Job Summary
Description
Client based in Sandton is hiring! We are in search of a Senior Machine Learning Operations Engineer (ML Ops Engineer) to join the Private Bank Technical Business Intelligence Team. The successful candidate will be responsible for deploying, maintaining, and monitoring machine learning models. We are looking for someone with a background in cloud infrastructure, Kubernetes, deployment pipelines, and a deep understanding of machine learning.

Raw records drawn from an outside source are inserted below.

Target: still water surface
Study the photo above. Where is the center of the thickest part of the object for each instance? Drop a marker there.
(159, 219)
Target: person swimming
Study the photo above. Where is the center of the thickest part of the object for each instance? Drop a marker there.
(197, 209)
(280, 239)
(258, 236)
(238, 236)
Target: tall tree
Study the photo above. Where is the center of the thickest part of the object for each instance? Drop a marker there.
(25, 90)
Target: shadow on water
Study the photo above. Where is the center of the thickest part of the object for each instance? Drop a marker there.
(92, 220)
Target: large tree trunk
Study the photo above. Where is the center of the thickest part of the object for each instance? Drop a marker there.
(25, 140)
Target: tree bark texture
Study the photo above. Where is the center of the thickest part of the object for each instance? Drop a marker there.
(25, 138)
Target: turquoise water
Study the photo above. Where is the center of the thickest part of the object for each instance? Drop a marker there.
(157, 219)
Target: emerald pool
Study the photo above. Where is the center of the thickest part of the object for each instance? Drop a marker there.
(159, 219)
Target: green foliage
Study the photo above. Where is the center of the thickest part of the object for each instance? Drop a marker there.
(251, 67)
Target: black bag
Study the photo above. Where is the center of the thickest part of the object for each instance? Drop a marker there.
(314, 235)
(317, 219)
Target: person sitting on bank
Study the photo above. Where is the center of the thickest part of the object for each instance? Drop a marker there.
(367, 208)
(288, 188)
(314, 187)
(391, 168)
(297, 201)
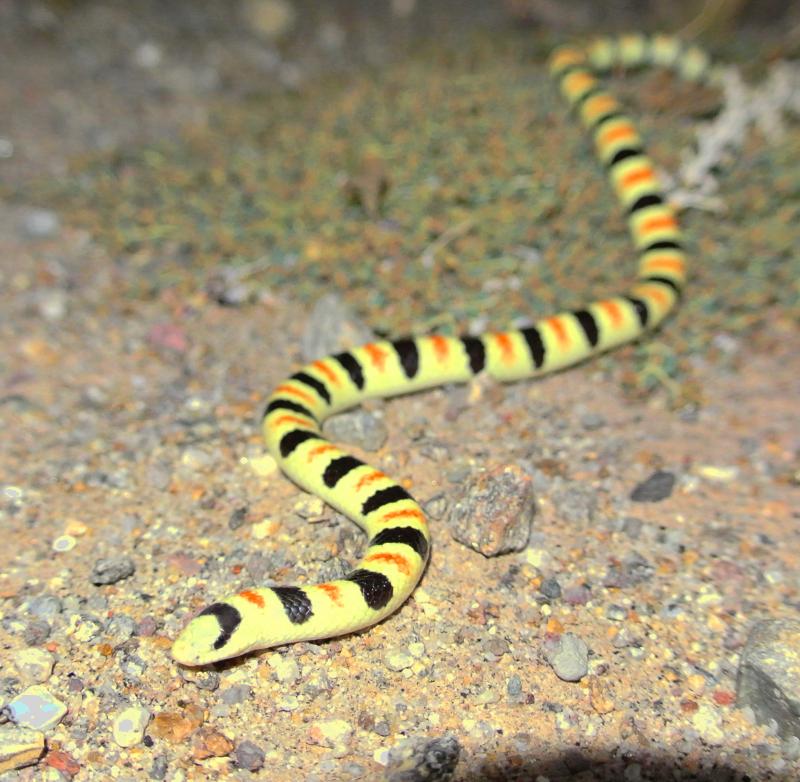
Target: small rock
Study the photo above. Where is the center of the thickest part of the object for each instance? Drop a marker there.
(63, 543)
(63, 762)
(36, 708)
(202, 678)
(210, 743)
(357, 427)
(422, 760)
(235, 694)
(111, 570)
(592, 421)
(577, 595)
(398, 660)
(494, 513)
(616, 613)
(36, 632)
(768, 680)
(158, 770)
(568, 655)
(656, 488)
(335, 734)
(129, 726)
(707, 721)
(285, 668)
(331, 327)
(45, 607)
(238, 517)
(120, 628)
(19, 747)
(174, 727)
(249, 756)
(40, 223)
(34, 665)
(269, 19)
(550, 588)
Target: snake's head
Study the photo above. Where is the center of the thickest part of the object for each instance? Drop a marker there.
(214, 634)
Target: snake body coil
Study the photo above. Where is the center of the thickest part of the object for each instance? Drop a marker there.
(399, 540)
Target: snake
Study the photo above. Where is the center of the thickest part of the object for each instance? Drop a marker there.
(399, 540)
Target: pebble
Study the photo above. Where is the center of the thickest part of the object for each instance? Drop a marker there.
(707, 721)
(34, 665)
(45, 606)
(616, 613)
(120, 628)
(51, 304)
(210, 743)
(63, 762)
(399, 660)
(269, 19)
(40, 223)
(576, 504)
(550, 588)
(494, 513)
(656, 488)
(422, 760)
(238, 517)
(592, 421)
(568, 655)
(249, 756)
(768, 679)
(577, 595)
(37, 708)
(36, 632)
(158, 770)
(202, 678)
(237, 693)
(263, 465)
(19, 747)
(330, 328)
(285, 668)
(335, 734)
(357, 427)
(112, 569)
(64, 543)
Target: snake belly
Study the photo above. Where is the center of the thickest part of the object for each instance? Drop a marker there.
(397, 531)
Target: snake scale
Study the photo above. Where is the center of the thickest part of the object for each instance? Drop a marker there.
(396, 528)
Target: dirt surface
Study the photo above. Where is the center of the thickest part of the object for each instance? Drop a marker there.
(135, 486)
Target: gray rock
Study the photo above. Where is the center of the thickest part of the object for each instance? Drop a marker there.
(568, 655)
(494, 513)
(45, 607)
(40, 223)
(111, 570)
(423, 760)
(249, 756)
(330, 328)
(768, 679)
(357, 427)
(656, 488)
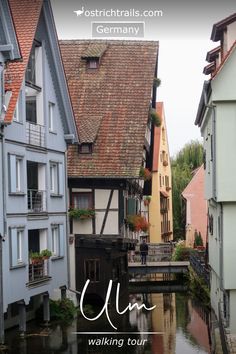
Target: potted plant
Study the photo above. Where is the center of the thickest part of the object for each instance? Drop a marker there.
(137, 223)
(145, 173)
(156, 82)
(81, 214)
(147, 200)
(35, 258)
(46, 254)
(155, 118)
(165, 163)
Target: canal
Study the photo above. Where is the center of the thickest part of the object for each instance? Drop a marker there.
(178, 324)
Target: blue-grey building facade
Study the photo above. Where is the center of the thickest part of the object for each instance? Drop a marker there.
(34, 178)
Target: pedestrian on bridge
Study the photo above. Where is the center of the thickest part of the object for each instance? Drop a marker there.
(143, 252)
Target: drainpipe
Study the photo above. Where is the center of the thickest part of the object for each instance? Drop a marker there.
(67, 220)
(2, 337)
(2, 141)
(214, 150)
(221, 247)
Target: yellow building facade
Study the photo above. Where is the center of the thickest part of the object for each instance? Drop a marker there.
(160, 206)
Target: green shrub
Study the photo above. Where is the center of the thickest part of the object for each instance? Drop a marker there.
(88, 311)
(182, 253)
(62, 310)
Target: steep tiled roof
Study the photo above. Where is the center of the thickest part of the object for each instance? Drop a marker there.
(111, 105)
(25, 15)
(157, 138)
(220, 26)
(224, 60)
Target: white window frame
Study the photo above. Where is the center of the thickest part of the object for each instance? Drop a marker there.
(17, 246)
(53, 178)
(18, 173)
(51, 113)
(56, 178)
(15, 174)
(20, 235)
(57, 231)
(16, 117)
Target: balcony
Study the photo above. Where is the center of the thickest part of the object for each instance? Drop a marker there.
(36, 201)
(165, 163)
(38, 272)
(35, 134)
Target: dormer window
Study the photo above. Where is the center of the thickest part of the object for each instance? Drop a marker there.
(92, 63)
(93, 55)
(85, 148)
(33, 75)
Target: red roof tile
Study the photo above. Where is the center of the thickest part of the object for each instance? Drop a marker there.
(224, 60)
(111, 105)
(157, 138)
(219, 27)
(25, 15)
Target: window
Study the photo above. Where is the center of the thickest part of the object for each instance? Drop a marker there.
(30, 71)
(167, 181)
(51, 107)
(15, 174)
(82, 200)
(93, 63)
(16, 113)
(86, 148)
(18, 174)
(56, 178)
(31, 109)
(33, 74)
(92, 270)
(58, 240)
(16, 246)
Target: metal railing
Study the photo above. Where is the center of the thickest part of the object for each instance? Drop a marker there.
(36, 201)
(38, 271)
(35, 134)
(226, 346)
(200, 268)
(157, 252)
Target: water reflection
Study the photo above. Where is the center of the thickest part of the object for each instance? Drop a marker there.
(182, 325)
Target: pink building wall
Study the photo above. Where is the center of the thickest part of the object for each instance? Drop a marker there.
(196, 207)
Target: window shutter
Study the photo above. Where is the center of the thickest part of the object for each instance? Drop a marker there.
(61, 179)
(131, 207)
(13, 247)
(61, 240)
(12, 172)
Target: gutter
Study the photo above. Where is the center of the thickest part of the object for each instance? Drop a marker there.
(2, 137)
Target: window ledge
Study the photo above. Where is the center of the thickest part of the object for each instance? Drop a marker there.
(38, 282)
(18, 122)
(54, 195)
(55, 258)
(52, 132)
(20, 265)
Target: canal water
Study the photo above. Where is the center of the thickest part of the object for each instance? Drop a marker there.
(178, 325)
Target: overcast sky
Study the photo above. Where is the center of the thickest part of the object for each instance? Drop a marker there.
(183, 32)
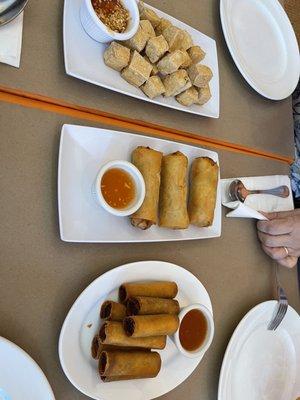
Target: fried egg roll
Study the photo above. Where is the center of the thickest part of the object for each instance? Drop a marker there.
(148, 162)
(112, 311)
(203, 192)
(151, 305)
(142, 326)
(173, 192)
(163, 289)
(113, 333)
(135, 365)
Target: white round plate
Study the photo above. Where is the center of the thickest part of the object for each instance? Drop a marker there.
(20, 376)
(82, 323)
(263, 45)
(261, 364)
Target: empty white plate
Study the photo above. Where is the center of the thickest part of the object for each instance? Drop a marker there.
(20, 376)
(82, 323)
(261, 364)
(263, 45)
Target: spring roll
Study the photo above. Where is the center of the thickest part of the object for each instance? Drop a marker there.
(148, 161)
(142, 326)
(136, 365)
(151, 306)
(203, 192)
(112, 311)
(113, 333)
(163, 289)
(173, 192)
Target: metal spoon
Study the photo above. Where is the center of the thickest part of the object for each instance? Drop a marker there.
(10, 9)
(237, 191)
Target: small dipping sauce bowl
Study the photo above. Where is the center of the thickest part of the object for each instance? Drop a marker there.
(195, 332)
(139, 188)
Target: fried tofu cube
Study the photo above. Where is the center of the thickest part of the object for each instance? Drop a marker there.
(147, 13)
(153, 87)
(196, 54)
(204, 95)
(116, 56)
(163, 24)
(138, 70)
(138, 41)
(200, 74)
(188, 97)
(173, 36)
(156, 48)
(147, 27)
(176, 83)
(171, 62)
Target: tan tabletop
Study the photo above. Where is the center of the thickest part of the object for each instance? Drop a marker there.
(246, 117)
(41, 276)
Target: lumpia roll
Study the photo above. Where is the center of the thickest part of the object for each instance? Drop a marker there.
(113, 333)
(151, 305)
(173, 192)
(148, 161)
(136, 365)
(203, 192)
(142, 326)
(163, 289)
(112, 311)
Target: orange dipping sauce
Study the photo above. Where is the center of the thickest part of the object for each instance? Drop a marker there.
(193, 330)
(118, 188)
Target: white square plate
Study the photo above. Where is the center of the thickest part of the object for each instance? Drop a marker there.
(83, 151)
(84, 60)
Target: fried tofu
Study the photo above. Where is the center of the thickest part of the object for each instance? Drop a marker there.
(188, 97)
(176, 83)
(196, 54)
(200, 74)
(138, 70)
(147, 13)
(156, 48)
(171, 62)
(153, 87)
(116, 56)
(147, 27)
(204, 95)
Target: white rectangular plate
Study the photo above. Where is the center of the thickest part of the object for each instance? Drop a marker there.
(84, 60)
(82, 152)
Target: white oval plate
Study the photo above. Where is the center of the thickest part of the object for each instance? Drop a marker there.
(20, 376)
(82, 323)
(261, 364)
(263, 45)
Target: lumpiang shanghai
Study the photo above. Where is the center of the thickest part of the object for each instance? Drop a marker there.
(150, 175)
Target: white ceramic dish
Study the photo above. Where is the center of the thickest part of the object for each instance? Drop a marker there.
(84, 60)
(261, 364)
(76, 335)
(82, 151)
(263, 45)
(20, 376)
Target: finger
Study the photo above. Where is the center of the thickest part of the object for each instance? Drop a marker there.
(279, 226)
(273, 240)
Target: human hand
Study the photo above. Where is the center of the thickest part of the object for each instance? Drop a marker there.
(280, 236)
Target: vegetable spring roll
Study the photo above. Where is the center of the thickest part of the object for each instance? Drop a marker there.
(173, 192)
(113, 333)
(163, 289)
(136, 365)
(142, 326)
(151, 306)
(112, 311)
(203, 192)
(148, 161)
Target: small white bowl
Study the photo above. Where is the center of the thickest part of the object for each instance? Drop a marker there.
(209, 335)
(98, 31)
(139, 184)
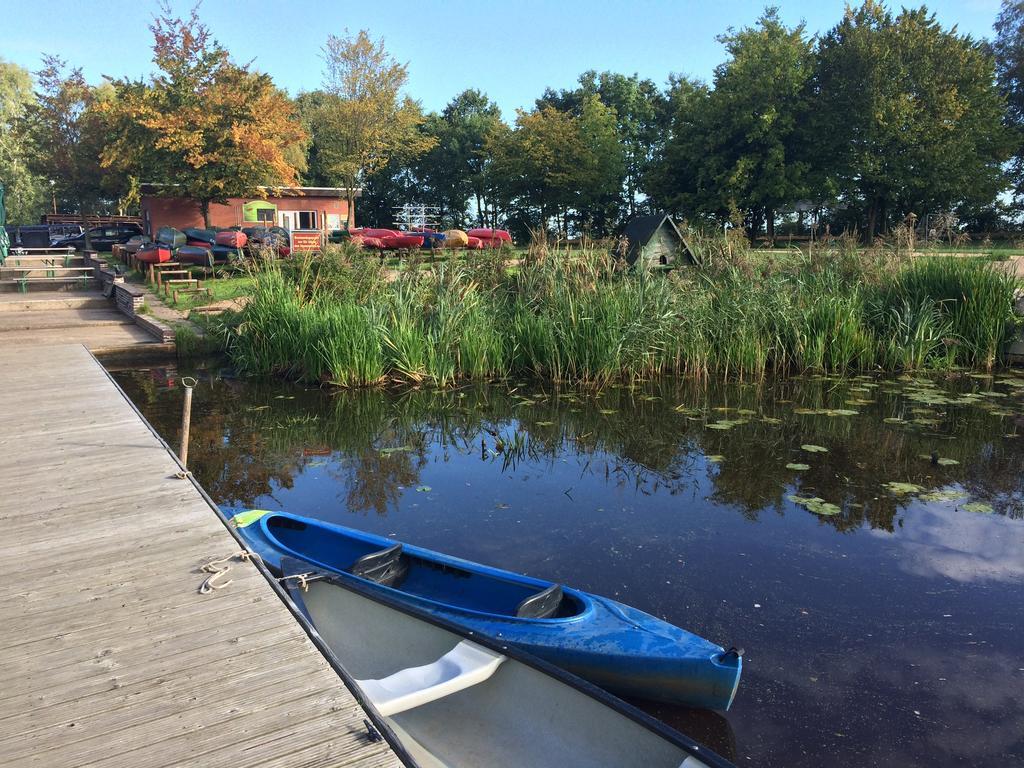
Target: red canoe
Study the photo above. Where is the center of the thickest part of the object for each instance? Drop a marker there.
(371, 232)
(366, 242)
(231, 239)
(501, 236)
(402, 241)
(154, 253)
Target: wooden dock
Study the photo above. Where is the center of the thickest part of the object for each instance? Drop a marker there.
(109, 654)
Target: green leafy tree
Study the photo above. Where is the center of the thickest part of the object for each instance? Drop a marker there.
(204, 127)
(454, 171)
(364, 121)
(739, 143)
(68, 134)
(554, 168)
(1009, 50)
(672, 179)
(907, 118)
(26, 192)
(639, 122)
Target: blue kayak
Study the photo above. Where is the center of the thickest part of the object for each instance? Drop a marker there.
(629, 652)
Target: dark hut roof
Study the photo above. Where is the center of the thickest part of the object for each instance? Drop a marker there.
(642, 228)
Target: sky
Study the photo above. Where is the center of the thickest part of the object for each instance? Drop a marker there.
(510, 50)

Responsibilities and skills include:
- Deliver strategic goals and business objectives
- Maintaining platform stability
- Design and build solutions focused on efficiency
- Strong team dynamics, people skills and relationship/network building
- Ensuring the strategy and teamwork within the principles and practices of MLOps and engineering as defined by group engineering and best practices
- Solid grasp of DevOps/SRE methodologies and practices
- Provide technical guidance and support throughout the release process, including strong troubleshooting abilities across the platform and channel
- Strong design and solutioning experience, across multiple technologies and understanding of Cloud DevOps services and hosting
- Git and CI/CD understanding
- Cloud native, hybrid cloud, and on-prem design principle understanding
- Developing and maintaining deployment pipelines for machine learning models on Microsoft Azure
- Monitoring and optimizing the performance of machine learning models in production
- Collaborating with data scientists for seamless deployment of models
- Ensuring high availability and reliability of the machine learning infrastructure on Microsoft Azure
- Providing technical support for machine learning models in production
- Conducting regular security assessments and ensuring compliance with industry standards and best practices
- Keeping up-to-date with new Azure ML offerings and technologies to continuously improve our ML ops processes
Requirements:
- Minimum BSc Computer Science, Engineering, or related field
- At least 5 years of experience in ML Operations or a similar role
- Extensive experience with Microsoft Azure, Azure pipelines, Functions, and ML offerings
- Knowledge of containerization technologies (Docker, Kubernetes, Rancher)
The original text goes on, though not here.